В тот же вечер, вернувшись к себе на Покровский бульвар, Марина Ивановна позвонила к Ардовым и предложила встретиться еще раз, на следующий день. Выяснилось, однако, что Ахматова уже сговорилась на этот день о встрече со своим другом литературоведом Н. И. Харджиевым у него дома в Марьиной роще. Впрочем, если Цветаева тоже придет туда, ей будут рады.
Марина Ивановна нашла себе провожатого (им оказался переводчик Т. С. Гриц) и пришла в Марьину рощу, принеся с собой переписанную от руки за ночь «Поэму Воздуха». Ей наверняка хотелось показать, как далеко она ушла от своей молодой поэзии, которую все только и знали. Об этой второй встрече мы знаем немного больше, чем о первой, ибо в ней было больше участников (кроме хозяина, еще и Н. А. Ольшевская, Э. Г. Герштейн, Т. С. Гриц).

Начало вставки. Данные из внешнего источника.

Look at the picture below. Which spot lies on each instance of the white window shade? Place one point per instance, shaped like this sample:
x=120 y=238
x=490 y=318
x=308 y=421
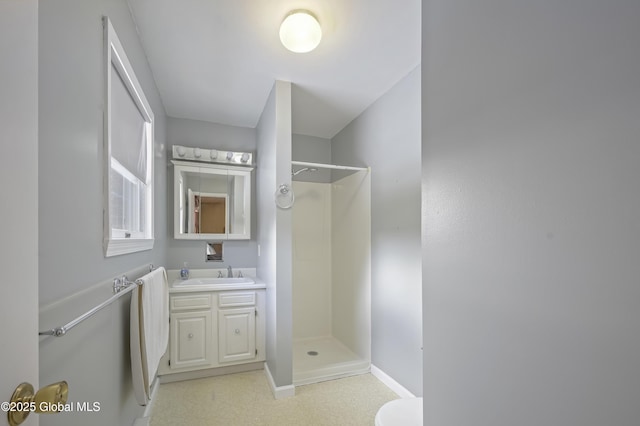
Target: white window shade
x=128 y=141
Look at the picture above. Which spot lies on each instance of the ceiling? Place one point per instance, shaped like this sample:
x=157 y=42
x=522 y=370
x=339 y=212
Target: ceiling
x=217 y=60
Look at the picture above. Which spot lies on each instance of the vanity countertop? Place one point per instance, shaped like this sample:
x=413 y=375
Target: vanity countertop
x=200 y=282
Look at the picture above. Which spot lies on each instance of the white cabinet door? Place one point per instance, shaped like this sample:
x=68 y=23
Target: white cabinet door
x=236 y=334
x=191 y=344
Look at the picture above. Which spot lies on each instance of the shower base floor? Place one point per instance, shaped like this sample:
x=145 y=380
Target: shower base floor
x=324 y=358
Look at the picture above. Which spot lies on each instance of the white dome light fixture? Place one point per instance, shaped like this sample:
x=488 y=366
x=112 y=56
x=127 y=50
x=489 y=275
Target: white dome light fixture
x=300 y=31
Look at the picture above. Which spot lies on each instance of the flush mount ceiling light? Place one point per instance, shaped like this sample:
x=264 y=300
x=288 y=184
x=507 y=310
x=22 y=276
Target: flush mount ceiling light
x=300 y=31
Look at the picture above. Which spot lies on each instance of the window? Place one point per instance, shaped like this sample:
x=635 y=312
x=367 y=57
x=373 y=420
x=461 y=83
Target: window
x=128 y=147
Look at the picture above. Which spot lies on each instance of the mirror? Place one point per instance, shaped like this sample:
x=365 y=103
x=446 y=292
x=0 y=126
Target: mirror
x=211 y=201
x=213 y=252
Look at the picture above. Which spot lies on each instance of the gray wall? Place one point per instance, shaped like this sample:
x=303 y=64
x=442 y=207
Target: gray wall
x=19 y=194
x=202 y=134
x=71 y=259
x=386 y=137
x=274 y=230
x=311 y=149
x=531 y=205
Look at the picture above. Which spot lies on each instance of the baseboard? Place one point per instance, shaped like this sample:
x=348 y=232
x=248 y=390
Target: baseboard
x=210 y=372
x=279 y=392
x=391 y=383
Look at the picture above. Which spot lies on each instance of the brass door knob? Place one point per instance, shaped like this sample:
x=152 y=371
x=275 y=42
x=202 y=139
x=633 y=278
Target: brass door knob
x=49 y=399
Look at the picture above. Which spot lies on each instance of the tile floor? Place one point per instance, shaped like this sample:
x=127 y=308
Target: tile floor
x=244 y=399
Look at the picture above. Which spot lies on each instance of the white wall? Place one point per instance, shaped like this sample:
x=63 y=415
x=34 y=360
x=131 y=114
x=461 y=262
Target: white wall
x=274 y=229
x=314 y=150
x=311 y=233
x=531 y=205
x=202 y=134
x=19 y=194
x=387 y=138
x=73 y=272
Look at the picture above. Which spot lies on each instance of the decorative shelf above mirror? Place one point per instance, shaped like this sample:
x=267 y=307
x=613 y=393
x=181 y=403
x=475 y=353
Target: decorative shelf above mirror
x=212 y=201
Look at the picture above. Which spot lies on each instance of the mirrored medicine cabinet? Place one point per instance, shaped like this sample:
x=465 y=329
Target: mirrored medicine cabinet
x=211 y=201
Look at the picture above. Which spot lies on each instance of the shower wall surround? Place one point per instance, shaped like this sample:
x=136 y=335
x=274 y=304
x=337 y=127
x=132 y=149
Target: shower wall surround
x=386 y=137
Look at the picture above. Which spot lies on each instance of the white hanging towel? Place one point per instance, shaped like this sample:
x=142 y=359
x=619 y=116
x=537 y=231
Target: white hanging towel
x=149 y=331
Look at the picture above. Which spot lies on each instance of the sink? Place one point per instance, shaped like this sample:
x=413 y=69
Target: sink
x=213 y=281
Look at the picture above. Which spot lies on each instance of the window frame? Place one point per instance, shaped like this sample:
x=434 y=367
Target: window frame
x=115 y=57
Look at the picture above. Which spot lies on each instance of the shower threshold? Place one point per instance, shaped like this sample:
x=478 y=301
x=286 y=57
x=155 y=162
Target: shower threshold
x=324 y=358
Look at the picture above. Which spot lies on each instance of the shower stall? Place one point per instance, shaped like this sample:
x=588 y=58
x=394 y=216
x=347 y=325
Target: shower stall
x=331 y=272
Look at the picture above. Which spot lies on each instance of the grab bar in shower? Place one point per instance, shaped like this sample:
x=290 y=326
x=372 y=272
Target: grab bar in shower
x=121 y=286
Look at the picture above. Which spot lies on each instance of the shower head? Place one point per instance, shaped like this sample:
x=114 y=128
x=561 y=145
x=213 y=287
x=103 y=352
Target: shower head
x=304 y=169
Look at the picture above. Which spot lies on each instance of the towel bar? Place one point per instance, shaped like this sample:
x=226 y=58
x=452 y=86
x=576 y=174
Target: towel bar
x=121 y=286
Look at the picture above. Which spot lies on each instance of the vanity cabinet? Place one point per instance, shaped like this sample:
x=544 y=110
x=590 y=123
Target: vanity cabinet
x=190 y=331
x=236 y=326
x=214 y=329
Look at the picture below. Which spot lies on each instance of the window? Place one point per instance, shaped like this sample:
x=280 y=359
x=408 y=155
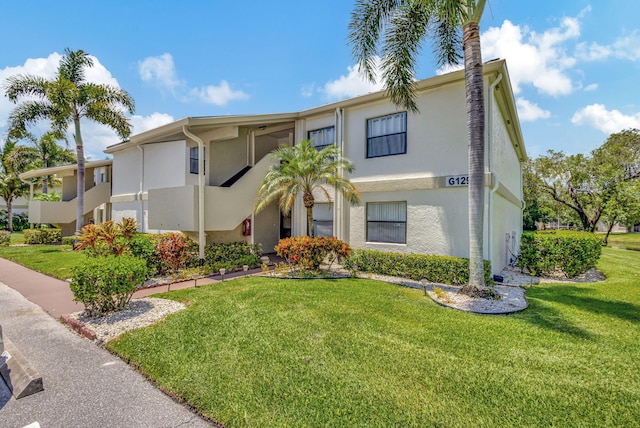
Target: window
x=322 y=220
x=387 y=135
x=387 y=222
x=193 y=160
x=322 y=138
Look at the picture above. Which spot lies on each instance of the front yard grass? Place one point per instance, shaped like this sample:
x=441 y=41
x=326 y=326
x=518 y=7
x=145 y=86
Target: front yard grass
x=628 y=241
x=271 y=352
x=52 y=260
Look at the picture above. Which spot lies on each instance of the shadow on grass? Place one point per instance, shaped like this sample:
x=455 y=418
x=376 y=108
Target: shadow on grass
x=541 y=314
x=578 y=297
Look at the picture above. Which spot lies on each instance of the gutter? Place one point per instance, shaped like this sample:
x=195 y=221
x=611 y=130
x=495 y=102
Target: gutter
x=140 y=193
x=201 y=235
x=494 y=176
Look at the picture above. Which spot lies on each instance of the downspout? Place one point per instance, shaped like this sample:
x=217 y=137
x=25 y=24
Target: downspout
x=492 y=88
x=201 y=236
x=337 y=212
x=141 y=191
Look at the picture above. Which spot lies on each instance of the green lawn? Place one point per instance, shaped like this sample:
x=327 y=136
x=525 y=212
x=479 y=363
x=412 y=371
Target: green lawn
x=269 y=352
x=629 y=241
x=17 y=238
x=52 y=260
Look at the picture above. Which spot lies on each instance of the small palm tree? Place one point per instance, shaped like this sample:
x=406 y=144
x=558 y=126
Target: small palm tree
x=44 y=153
x=11 y=187
x=65 y=100
x=302 y=169
x=401 y=26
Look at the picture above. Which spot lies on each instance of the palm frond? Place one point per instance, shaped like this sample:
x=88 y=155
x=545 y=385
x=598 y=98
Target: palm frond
x=24 y=85
x=367 y=22
x=73 y=64
x=27 y=113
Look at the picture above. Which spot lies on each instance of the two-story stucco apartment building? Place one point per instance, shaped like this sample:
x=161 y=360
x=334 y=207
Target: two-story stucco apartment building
x=200 y=175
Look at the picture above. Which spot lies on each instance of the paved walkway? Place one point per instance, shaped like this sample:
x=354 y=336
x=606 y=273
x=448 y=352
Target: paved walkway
x=85 y=386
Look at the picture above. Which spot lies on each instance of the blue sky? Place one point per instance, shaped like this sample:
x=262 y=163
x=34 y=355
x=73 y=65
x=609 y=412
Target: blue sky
x=574 y=64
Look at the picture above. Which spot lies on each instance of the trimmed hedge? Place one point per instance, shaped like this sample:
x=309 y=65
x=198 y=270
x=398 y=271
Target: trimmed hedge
x=68 y=240
x=231 y=256
x=440 y=269
x=5 y=238
x=572 y=253
x=42 y=236
x=106 y=284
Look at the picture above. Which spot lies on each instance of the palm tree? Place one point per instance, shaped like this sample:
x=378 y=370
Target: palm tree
x=11 y=187
x=66 y=99
x=302 y=169
x=401 y=26
x=44 y=153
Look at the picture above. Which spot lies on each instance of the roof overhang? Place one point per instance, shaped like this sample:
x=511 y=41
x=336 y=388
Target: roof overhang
x=173 y=131
x=42 y=172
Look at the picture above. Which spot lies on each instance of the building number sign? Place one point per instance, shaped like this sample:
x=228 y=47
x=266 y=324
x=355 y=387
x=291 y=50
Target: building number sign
x=457 y=180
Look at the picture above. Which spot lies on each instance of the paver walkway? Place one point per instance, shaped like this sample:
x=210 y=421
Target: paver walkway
x=84 y=385
x=54 y=295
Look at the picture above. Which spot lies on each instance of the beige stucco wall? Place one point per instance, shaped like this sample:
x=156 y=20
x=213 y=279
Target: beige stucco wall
x=437 y=222
x=226 y=158
x=164 y=164
x=436 y=139
x=126 y=171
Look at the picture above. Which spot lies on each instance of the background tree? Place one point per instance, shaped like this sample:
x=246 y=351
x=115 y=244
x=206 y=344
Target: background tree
x=43 y=153
x=591 y=185
x=623 y=208
x=302 y=169
x=65 y=100
x=401 y=26
x=11 y=187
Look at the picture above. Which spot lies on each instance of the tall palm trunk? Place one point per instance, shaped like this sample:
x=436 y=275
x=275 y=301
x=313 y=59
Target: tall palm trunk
x=475 y=116
x=309 y=201
x=9 y=215
x=80 y=175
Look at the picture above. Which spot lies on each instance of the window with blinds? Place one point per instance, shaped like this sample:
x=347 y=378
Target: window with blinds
x=322 y=138
x=322 y=220
x=387 y=135
x=387 y=222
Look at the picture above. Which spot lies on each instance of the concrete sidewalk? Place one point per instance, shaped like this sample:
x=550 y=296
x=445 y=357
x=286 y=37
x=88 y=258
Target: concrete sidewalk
x=54 y=296
x=85 y=386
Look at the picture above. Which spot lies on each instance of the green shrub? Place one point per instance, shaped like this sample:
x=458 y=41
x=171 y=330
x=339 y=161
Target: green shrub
x=68 y=240
x=5 y=238
x=308 y=253
x=441 y=269
x=106 y=284
x=108 y=238
x=231 y=256
x=144 y=246
x=42 y=236
x=173 y=252
x=546 y=252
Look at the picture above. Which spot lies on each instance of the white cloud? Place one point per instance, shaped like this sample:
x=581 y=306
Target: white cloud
x=159 y=70
x=218 y=95
x=144 y=123
x=307 y=91
x=536 y=59
x=628 y=47
x=352 y=84
x=607 y=121
x=96 y=137
x=530 y=112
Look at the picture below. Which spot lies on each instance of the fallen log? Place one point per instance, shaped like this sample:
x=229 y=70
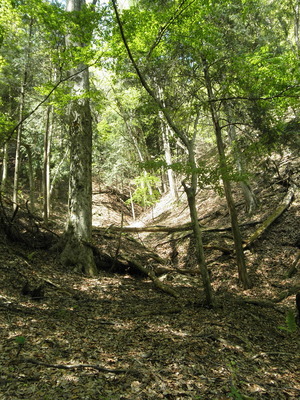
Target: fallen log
x=167 y=229
x=288 y=198
x=152 y=276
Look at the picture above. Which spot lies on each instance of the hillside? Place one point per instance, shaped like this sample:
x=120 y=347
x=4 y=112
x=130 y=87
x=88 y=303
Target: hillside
x=118 y=336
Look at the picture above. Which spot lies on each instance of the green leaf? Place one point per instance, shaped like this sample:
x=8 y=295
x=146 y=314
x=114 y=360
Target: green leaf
x=20 y=340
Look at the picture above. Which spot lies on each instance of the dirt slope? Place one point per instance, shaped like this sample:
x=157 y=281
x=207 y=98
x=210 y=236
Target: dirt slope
x=118 y=337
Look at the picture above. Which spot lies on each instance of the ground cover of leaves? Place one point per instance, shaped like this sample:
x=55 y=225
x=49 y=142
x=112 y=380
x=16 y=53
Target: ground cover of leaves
x=118 y=337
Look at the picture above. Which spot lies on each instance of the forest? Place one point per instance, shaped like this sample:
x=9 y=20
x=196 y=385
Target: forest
x=149 y=199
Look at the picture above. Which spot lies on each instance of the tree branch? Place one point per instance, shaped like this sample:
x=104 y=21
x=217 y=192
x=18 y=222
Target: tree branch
x=144 y=83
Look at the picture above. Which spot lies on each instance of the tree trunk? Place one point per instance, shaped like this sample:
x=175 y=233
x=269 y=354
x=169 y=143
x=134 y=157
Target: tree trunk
x=18 y=146
x=238 y=243
x=191 y=197
x=249 y=196
x=46 y=162
x=168 y=158
x=4 y=168
x=189 y=145
x=78 y=231
x=30 y=179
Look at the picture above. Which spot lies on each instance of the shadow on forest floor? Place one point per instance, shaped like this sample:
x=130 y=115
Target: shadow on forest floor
x=148 y=344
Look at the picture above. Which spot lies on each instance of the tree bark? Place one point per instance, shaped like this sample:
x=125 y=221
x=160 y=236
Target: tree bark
x=4 y=168
x=249 y=196
x=46 y=166
x=238 y=244
x=30 y=179
x=79 y=225
x=189 y=144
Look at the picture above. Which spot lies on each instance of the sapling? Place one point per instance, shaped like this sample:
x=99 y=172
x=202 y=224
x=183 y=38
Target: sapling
x=20 y=340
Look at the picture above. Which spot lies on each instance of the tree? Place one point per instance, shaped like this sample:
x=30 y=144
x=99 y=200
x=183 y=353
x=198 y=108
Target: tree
x=78 y=233
x=189 y=143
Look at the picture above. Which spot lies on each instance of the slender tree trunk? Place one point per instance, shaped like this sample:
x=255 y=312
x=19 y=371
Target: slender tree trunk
x=238 y=244
x=21 y=114
x=189 y=145
x=30 y=179
x=249 y=196
x=191 y=197
x=168 y=157
x=78 y=233
x=46 y=162
x=166 y=131
x=4 y=168
x=18 y=147
x=297 y=25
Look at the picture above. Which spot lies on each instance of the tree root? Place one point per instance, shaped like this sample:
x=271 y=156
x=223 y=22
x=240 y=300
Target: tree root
x=77 y=366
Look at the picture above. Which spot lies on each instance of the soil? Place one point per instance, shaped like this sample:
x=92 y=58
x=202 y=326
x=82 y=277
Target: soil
x=117 y=336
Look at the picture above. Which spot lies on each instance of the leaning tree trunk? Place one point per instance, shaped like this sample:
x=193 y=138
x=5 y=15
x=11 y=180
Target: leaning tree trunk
x=189 y=145
x=46 y=164
x=238 y=244
x=78 y=233
x=249 y=196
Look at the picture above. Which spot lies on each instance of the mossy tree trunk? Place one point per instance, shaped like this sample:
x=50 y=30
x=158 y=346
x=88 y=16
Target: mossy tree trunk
x=78 y=231
x=238 y=244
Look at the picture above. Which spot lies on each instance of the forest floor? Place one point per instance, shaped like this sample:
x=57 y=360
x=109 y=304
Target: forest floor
x=117 y=336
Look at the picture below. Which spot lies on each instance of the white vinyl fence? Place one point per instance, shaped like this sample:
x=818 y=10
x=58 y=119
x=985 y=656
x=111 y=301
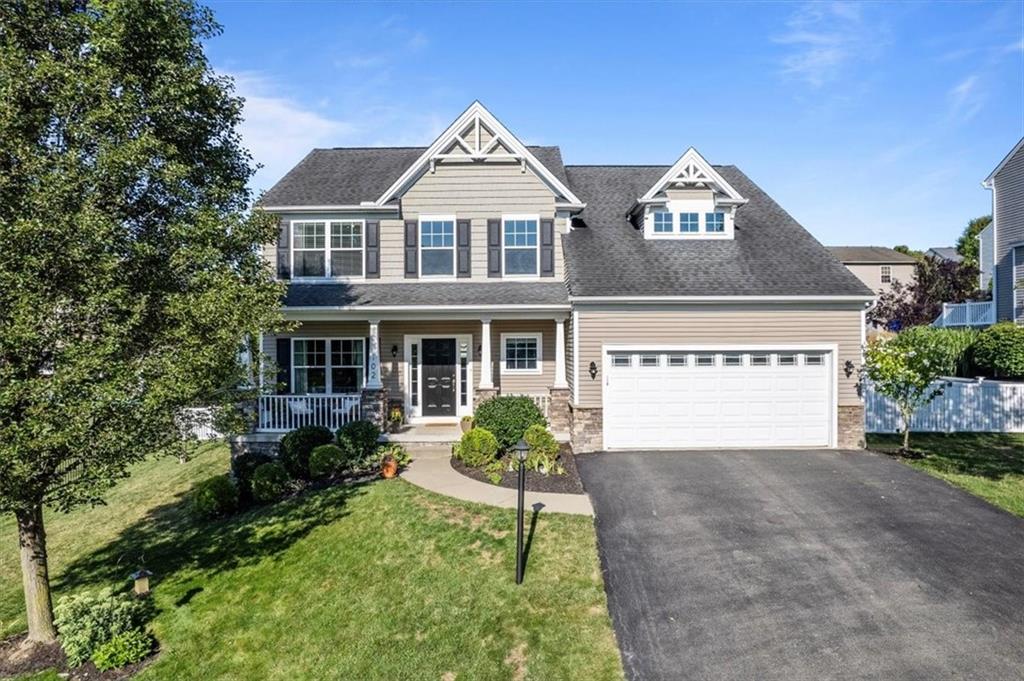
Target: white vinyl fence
x=965 y=406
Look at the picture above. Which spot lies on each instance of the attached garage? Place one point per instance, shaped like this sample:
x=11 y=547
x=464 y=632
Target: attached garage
x=672 y=397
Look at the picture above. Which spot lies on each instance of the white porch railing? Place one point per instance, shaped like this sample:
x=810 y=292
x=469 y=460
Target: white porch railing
x=284 y=413
x=967 y=314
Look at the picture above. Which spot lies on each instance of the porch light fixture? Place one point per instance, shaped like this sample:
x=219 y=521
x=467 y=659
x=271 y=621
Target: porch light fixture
x=521 y=450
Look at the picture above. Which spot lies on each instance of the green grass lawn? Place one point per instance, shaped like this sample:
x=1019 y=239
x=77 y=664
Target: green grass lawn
x=989 y=465
x=380 y=581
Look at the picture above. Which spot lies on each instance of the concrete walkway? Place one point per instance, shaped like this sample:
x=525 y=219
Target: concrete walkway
x=430 y=469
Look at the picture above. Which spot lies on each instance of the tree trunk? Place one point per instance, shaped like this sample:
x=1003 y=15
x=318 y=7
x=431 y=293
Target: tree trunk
x=35 y=576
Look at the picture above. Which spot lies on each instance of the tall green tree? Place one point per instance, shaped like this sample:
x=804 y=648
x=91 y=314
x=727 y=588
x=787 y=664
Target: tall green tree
x=967 y=245
x=129 y=259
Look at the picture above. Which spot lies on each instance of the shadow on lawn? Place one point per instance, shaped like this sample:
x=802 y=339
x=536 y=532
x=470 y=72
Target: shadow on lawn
x=986 y=455
x=178 y=546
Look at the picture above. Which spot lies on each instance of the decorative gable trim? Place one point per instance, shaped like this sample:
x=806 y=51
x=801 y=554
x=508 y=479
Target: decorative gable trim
x=693 y=171
x=476 y=136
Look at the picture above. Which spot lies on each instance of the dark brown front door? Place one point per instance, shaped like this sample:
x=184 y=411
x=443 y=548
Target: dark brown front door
x=438 y=377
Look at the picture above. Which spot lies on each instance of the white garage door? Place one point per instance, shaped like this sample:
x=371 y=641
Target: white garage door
x=679 y=398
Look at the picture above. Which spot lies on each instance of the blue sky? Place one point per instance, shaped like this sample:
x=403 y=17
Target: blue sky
x=871 y=123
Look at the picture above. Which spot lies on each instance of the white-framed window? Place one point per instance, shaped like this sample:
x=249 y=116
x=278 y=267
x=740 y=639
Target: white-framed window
x=520 y=246
x=437 y=246
x=689 y=222
x=663 y=221
x=521 y=353
x=328 y=249
x=328 y=365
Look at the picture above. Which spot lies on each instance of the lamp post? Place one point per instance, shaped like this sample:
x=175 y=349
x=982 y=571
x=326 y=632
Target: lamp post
x=521 y=449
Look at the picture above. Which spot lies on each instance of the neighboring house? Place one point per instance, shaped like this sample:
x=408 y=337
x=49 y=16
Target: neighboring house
x=947 y=253
x=877 y=266
x=642 y=306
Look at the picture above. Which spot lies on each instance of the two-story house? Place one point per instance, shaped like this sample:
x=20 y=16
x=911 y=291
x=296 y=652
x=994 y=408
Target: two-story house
x=643 y=306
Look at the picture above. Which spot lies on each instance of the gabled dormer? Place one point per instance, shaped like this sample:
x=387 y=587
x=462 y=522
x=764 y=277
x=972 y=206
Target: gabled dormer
x=690 y=201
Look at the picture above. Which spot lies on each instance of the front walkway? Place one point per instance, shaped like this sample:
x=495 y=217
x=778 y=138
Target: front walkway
x=430 y=469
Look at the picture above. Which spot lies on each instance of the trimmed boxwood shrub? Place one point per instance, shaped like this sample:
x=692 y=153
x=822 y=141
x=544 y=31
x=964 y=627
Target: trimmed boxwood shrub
x=215 y=497
x=476 y=449
x=269 y=482
x=508 y=417
x=329 y=460
x=298 y=444
x=999 y=350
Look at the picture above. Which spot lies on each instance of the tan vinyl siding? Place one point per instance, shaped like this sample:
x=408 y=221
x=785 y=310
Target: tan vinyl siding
x=719 y=326
x=1009 y=211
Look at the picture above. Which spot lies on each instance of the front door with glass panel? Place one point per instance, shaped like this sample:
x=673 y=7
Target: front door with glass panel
x=438 y=366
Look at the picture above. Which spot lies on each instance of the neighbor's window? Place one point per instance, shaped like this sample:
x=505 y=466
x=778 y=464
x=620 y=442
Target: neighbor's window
x=437 y=248
x=715 y=221
x=521 y=353
x=521 y=251
x=663 y=221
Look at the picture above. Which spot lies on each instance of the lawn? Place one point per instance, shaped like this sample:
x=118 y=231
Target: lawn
x=989 y=465
x=380 y=581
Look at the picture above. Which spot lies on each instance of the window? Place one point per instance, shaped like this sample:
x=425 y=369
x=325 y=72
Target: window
x=309 y=365
x=521 y=252
x=521 y=353
x=621 y=360
x=663 y=221
x=314 y=255
x=689 y=221
x=715 y=221
x=437 y=247
x=315 y=370
x=307 y=249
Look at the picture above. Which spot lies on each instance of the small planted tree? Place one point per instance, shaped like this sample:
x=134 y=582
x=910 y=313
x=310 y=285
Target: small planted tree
x=904 y=369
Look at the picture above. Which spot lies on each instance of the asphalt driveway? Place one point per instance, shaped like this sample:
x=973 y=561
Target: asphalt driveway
x=804 y=565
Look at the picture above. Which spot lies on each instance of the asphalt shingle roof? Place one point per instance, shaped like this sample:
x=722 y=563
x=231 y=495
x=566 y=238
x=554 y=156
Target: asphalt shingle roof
x=437 y=293
x=870 y=255
x=771 y=255
x=349 y=176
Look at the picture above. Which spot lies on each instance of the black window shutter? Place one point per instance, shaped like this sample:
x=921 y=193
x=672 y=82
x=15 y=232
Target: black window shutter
x=412 y=252
x=465 y=266
x=284 y=251
x=494 y=248
x=547 y=248
x=284 y=366
x=373 y=264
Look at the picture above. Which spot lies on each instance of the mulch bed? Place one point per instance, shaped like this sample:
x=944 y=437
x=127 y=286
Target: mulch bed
x=568 y=483
x=15 y=661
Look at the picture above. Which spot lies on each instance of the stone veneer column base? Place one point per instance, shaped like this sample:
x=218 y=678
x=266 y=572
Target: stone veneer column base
x=373 y=406
x=587 y=429
x=851 y=427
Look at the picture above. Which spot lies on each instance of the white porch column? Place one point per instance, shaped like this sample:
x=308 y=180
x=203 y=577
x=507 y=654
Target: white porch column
x=560 y=381
x=374 y=370
x=486 y=382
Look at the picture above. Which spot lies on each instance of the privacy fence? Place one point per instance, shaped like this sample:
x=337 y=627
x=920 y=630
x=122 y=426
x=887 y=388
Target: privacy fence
x=965 y=406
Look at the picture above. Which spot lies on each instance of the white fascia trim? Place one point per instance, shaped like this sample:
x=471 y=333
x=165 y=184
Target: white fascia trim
x=476 y=110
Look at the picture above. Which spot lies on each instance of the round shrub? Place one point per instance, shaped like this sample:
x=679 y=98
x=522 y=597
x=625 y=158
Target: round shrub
x=298 y=444
x=360 y=437
x=123 y=649
x=269 y=482
x=476 y=449
x=508 y=417
x=329 y=460
x=999 y=350
x=215 y=497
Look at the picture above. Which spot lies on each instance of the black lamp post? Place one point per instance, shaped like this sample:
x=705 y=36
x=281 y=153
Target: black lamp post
x=521 y=449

Марина Ивановна была на подъеме, говорила, со слов Харджиева, почти беспрерывно, часто вставала со стула и умудрялась легко и свободно ходить по восьмиметровой комнатенке. Говорила Цветаева о Бальмонте, о Хлебникове, о Питере Брейгеле и недавно вышедшей «Книге о художниках» Кареля ван Мандера, о киноактере Петере Лорре – и снова о Хлебникове… «Говорила она стремительно, и в монологе ее был полет. Слова не успевали за мыслями, она не заканчивала фразу и перескакивала на другую; думая, должно быть, что высказала уже все до, конца, она перебивала самое себя, торопилась, зачастую бросая только намек, рассчитывая, что ты и так, с полуслова, с полунамека все поймешь, что ты уже всецело в ее власти, подчинен ее логике и успеваешь, не можешь, не смеешь не успевать за ней в ее вихревом полете. Это поистине был вихрь, водоворот мыслей, чувств, фантазий, ассоциаций». Так вспоминает о Цветаевой Мария Белкина.